CP, pp. 1578-1589 (C13 §17).
Gramsci parle des polémiques
idéologiques, religieuses, philosophiques, politiques quise déroulent
autour des mille phénomènes par lesquels la crise se manifeste
(les différentes formes par lesquelles la résistance des
ouvriers, des travailleurs, des masses populaires s’exprime, les
différentes formes de massacre social des gouvernements de la
bourgeoisie impérialiste qui forment une guerre d’extermination
non-déclarée contre les masses populaires et, quant aux
phénomènes plus éclatants, les suicides, les meurtres de femmes,
etc. etc.). Ces polémiques n’ont un sens que si elles convainquent et in fine ne se
démontrent vraies que lorsqu’elles vainquent. Dans l’affrontement, les communistes sont autant
convaincants que vainquants parce qu’ils relient le
phénomène occasionnel à la question générale, c-à-d. à la crise
; parce qu’ils ont une conception du monde qui d’un côté a
connaissance de la nature de la crise, de l'autre a la stratégie
pour la surmonter (la GPR de LD). Convaincre, c-à-d. conquérir
“les cœurs et les esprits” des masses populaires, est ce qui
décide de l’issue de la guerre.
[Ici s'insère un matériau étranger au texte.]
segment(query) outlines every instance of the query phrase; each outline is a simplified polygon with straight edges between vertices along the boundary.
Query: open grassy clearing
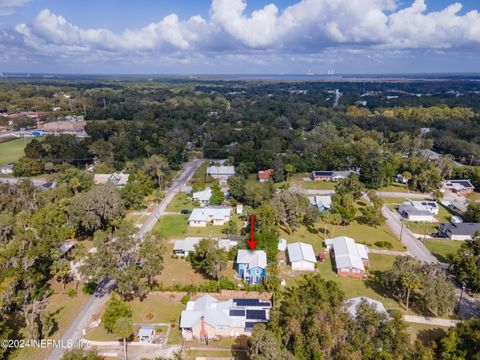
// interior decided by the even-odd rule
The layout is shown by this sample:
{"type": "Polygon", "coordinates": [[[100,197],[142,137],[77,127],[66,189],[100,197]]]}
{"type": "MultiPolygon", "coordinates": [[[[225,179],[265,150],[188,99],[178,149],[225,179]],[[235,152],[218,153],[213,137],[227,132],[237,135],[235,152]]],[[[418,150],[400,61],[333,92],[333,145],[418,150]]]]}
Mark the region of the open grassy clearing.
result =
{"type": "Polygon", "coordinates": [[[0,143],[0,166],[5,166],[20,159],[24,155],[23,150],[26,144],[31,140],[31,138],[23,138],[0,143]]]}
{"type": "MultiPolygon", "coordinates": [[[[74,283],[70,283],[67,286],[74,288],[74,283]]],[[[90,295],[86,295],[81,291],[82,286],[78,287],[78,294],[70,297],[61,289],[61,284],[52,282],[53,295],[50,296],[49,302],[46,308],[46,312],[54,314],[54,318],[57,323],[57,328],[54,329],[54,333],[49,336],[49,339],[58,340],[62,334],[67,330],[72,321],[78,315],[78,311],[90,298],[90,295]]],[[[26,333],[22,333],[28,338],[26,333]]],[[[46,359],[51,349],[39,349],[39,348],[23,348],[19,349],[15,353],[15,359],[30,360],[30,359],[46,359]]]]}
{"type": "Polygon", "coordinates": [[[306,190],[335,190],[335,183],[331,181],[304,181],[302,188],[306,190]]]}
{"type": "Polygon", "coordinates": [[[386,191],[386,192],[404,192],[404,193],[413,193],[415,191],[411,191],[407,185],[400,184],[400,183],[392,183],[388,186],[381,188],[379,191],[386,191]]]}
{"type": "Polygon", "coordinates": [[[412,343],[420,340],[423,345],[430,345],[432,341],[437,341],[447,335],[448,328],[441,326],[432,326],[426,324],[406,323],[407,333],[410,335],[412,343]]]}
{"type": "Polygon", "coordinates": [[[466,196],[466,198],[470,201],[475,201],[475,202],[479,202],[480,201],[480,192],[476,192],[474,191],[473,193],[471,194],[468,194],[466,196]]]}
{"type": "Polygon", "coordinates": [[[193,201],[187,194],[180,192],[173,198],[172,202],[168,204],[166,211],[167,212],[178,212],[182,211],[182,209],[193,209],[193,201]]]}
{"type": "Polygon", "coordinates": [[[452,213],[446,207],[439,204],[438,215],[435,216],[435,219],[437,219],[438,222],[428,223],[428,222],[406,221],[405,224],[415,234],[429,235],[429,234],[432,234],[432,233],[436,233],[437,229],[438,229],[438,226],[441,223],[450,222],[451,218],[452,218],[452,213]]]}
{"type": "Polygon", "coordinates": [[[455,241],[448,239],[425,239],[423,244],[428,250],[441,262],[447,262],[449,254],[455,254],[462,246],[463,241],[455,241]]]}

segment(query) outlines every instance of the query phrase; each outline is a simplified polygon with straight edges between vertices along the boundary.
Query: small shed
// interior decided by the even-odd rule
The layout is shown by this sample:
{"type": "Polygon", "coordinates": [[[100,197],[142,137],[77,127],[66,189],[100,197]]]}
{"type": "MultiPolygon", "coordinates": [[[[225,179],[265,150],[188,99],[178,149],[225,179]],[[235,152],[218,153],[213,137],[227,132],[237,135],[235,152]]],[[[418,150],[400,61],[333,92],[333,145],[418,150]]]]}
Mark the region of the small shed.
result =
{"type": "Polygon", "coordinates": [[[279,239],[278,240],[278,251],[285,251],[287,250],[287,240],[286,239],[279,239]]]}
{"type": "Polygon", "coordinates": [[[144,325],[138,330],[138,339],[140,342],[152,342],[155,337],[155,326],[144,325]]]}

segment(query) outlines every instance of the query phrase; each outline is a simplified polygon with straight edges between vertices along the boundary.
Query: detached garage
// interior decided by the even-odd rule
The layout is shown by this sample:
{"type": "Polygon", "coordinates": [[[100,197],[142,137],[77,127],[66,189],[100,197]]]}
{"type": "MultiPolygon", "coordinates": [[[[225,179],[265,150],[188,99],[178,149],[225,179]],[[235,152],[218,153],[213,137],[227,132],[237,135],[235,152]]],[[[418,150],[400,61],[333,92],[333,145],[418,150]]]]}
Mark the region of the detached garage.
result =
{"type": "Polygon", "coordinates": [[[310,244],[301,242],[288,244],[288,259],[294,271],[314,271],[317,258],[310,244]]]}

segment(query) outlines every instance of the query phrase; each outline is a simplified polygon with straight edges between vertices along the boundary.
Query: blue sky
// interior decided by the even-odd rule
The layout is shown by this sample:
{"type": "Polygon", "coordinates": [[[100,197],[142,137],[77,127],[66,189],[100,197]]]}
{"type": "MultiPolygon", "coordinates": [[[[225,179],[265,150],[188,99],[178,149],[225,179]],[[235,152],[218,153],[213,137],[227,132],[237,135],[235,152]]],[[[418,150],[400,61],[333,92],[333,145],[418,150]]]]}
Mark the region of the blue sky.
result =
{"type": "Polygon", "coordinates": [[[479,9],[477,0],[0,0],[0,72],[477,72],[479,9]]]}

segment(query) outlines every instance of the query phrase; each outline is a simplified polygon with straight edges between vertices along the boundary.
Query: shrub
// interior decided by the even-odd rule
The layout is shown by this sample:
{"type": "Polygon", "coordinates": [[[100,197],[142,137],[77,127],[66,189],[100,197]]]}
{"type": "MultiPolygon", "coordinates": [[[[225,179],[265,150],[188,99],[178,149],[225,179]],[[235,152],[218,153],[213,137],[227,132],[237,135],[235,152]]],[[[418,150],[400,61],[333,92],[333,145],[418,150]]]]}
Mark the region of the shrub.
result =
{"type": "Polygon", "coordinates": [[[375,246],[382,249],[391,249],[393,247],[392,243],[389,241],[377,241],[375,246]]]}
{"type": "Polygon", "coordinates": [[[93,281],[89,281],[87,283],[85,283],[83,285],[83,289],[82,291],[85,293],[85,294],[88,294],[88,295],[93,295],[93,293],[95,292],[95,289],[97,288],[98,284],[96,282],[93,282],[93,281]]]}
{"type": "Polygon", "coordinates": [[[68,295],[69,297],[77,296],[77,290],[75,290],[75,289],[68,289],[68,290],[67,290],[67,295],[68,295]]]}
{"type": "Polygon", "coordinates": [[[189,301],[190,301],[190,295],[188,295],[188,294],[183,295],[182,300],[181,300],[182,304],[186,305],[189,301]]]}

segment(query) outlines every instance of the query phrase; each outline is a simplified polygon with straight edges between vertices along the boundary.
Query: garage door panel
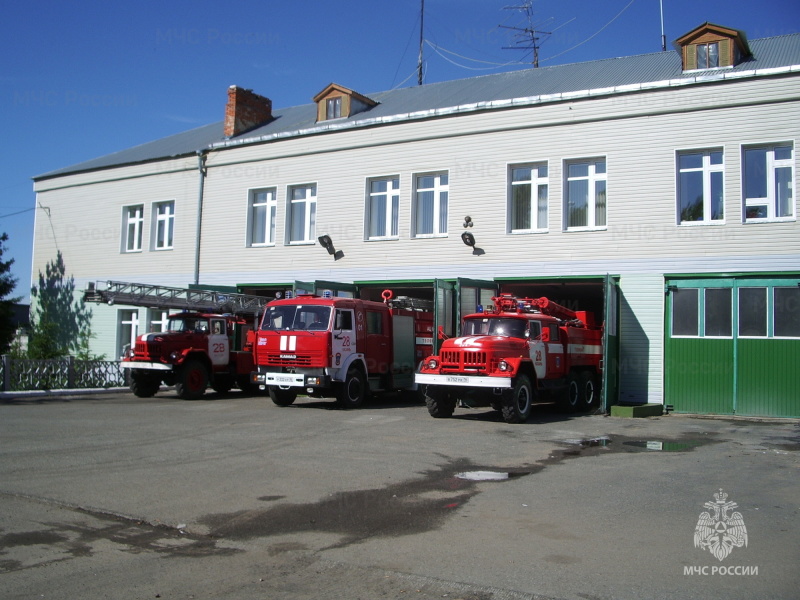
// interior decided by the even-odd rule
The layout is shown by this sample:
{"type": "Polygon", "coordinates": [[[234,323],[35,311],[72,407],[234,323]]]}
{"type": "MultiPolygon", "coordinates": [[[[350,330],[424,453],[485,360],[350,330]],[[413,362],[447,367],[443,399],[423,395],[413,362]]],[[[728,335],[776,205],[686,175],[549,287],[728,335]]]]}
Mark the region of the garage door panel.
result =
{"type": "Polygon", "coordinates": [[[736,413],[800,417],[798,367],[800,340],[739,339],[736,413]]]}
{"type": "Polygon", "coordinates": [[[733,414],[733,341],[673,338],[665,369],[675,412],[733,414]]]}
Il suffit de voir tout
l’appareil mis en place par la bourgeoisie impérialiste pour
convaincre les masses populaires qu’il est juste d’aller à la
misère et à la mort pour sauver une classe politique en
putréfaction et le système financier derrière elle, géré par un
infime groupe de criminels au niveau international et dans
chaque pays, qui se font passer pour ‘Communauté internationale’
(comme ils font passer leurs guerres pour des ‘missions de
paix’).
“Une fois réunies les
conditions objectives du socialisme, qui existent en Europe
depuis plus d’un siècle, le facteur décisif pour la victoire
de la révolution socialiste sont les conditions subjectives”. (MP, p. 35)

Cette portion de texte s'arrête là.